I had heard the buzz about this year’s Newbery Medal winner, by Rebecca Stead, ages ago, of course, but it only just made its way off my to be read pile and into my hands.
When I finished, I felt good about it winning the gold. Maybe it’s not the most literary of stories but it’s told in such an intricate and intriguing way that I can see why the Newbery committee selected it. The one thing that didn’t work for me was the reason Sal pushed his life-long friend, Miranda, away, but that didn’t stop me from thoroughly enjoying the story or from admiring the clever way the author played absolutely fair with the reader and yet worked such marvelous sleight-of-hand that the ending was quite the surprise. There was a nice level of creepiness (as opposed to too much creepiness) in the questions posed: who is writing Miranda those notes and how does the note-writer know so much about her? I love the relationship between Miranda and her mother, as well as Miranda’s relationship with Richard. And I especially admire that Stead tells this engaging story with zero explaining. We get thrown into Miranda’s world and are expected to figure stuff out for ourselves. As a reader, I love that!
I read Stead’s book a couple of months ago. I’m so out of it, I didn’t realize it had won the Newbery! We actually had a discussion about the book in my writing group on Monday. I had the same reaction as you. I loved the intricacy of how the plot was put together (and the suspense), but didn’t think the explanation for Sal pushing the narrator away was sufficient. A small flaw in an otherwise terrifically interesting read, however.

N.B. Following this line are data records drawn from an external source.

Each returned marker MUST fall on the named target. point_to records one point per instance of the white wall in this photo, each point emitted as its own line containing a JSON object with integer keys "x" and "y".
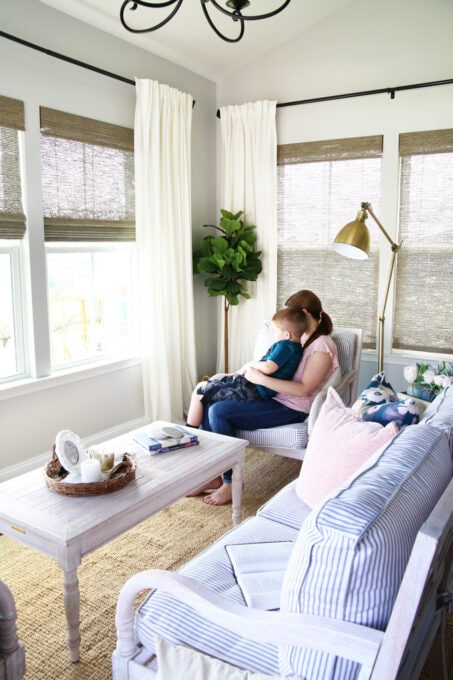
{"x": 366, "y": 45}
{"x": 99, "y": 401}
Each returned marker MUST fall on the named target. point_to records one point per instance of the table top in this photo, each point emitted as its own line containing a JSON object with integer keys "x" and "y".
{"x": 52, "y": 519}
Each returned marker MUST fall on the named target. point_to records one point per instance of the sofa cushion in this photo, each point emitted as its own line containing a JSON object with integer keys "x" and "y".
{"x": 339, "y": 444}
{"x": 378, "y": 391}
{"x": 286, "y": 507}
{"x": 178, "y": 661}
{"x": 163, "y": 616}
{"x": 440, "y": 413}
{"x": 352, "y": 549}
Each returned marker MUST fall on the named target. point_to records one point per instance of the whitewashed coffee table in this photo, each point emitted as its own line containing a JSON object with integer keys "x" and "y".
{"x": 67, "y": 528}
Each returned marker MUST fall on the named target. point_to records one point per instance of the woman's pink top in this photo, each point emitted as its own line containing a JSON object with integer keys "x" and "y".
{"x": 322, "y": 344}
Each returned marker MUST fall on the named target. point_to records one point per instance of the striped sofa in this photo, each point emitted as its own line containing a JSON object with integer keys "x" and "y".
{"x": 337, "y": 618}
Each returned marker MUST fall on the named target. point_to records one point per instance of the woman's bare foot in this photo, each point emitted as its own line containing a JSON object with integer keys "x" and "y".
{"x": 222, "y": 496}
{"x": 213, "y": 484}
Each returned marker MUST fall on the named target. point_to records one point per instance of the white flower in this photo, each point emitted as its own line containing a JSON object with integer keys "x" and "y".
{"x": 443, "y": 380}
{"x": 429, "y": 376}
{"x": 410, "y": 373}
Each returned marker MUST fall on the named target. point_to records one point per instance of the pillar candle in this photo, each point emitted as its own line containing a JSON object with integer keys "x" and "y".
{"x": 90, "y": 470}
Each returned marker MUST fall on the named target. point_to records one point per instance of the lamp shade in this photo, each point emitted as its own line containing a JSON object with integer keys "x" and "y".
{"x": 354, "y": 239}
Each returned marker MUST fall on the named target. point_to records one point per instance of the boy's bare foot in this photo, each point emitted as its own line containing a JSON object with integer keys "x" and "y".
{"x": 213, "y": 484}
{"x": 222, "y": 496}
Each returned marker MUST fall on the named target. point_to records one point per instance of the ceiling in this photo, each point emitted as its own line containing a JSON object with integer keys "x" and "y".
{"x": 188, "y": 40}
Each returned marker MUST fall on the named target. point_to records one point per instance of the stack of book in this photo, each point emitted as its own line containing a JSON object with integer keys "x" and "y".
{"x": 168, "y": 439}
{"x": 259, "y": 569}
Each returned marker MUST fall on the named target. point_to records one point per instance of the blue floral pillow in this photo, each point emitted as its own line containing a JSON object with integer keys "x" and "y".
{"x": 378, "y": 391}
{"x": 404, "y": 412}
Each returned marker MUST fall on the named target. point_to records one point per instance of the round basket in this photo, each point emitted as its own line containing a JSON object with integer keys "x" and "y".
{"x": 119, "y": 476}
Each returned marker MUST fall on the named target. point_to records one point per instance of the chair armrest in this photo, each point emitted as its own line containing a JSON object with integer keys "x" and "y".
{"x": 349, "y": 640}
{"x": 346, "y": 380}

When Miranda has her big “aha” moment, I literally set the book down, turned to my husband, and said “Wow, I wish I’d written that.” I agree about the Miranda-Sal bit, though I was so glad it wasn’t a stereotypical reason like it could have been. In fact, that was the other thing I loved about this book: all the characters seemed to fall into nice, neat “types,” but there was always so much more to them by the end of the book. Such a great read, and it was great to meet her last week!
I enjoyed this book, especially being thoroughly involved in Miranda’s life through her eyes. I didn’t get the break with Sal either–perhaps I need to read it again. Will reader’s be more interested in classics again if they are woven into the plot of new stories? I sure hope so!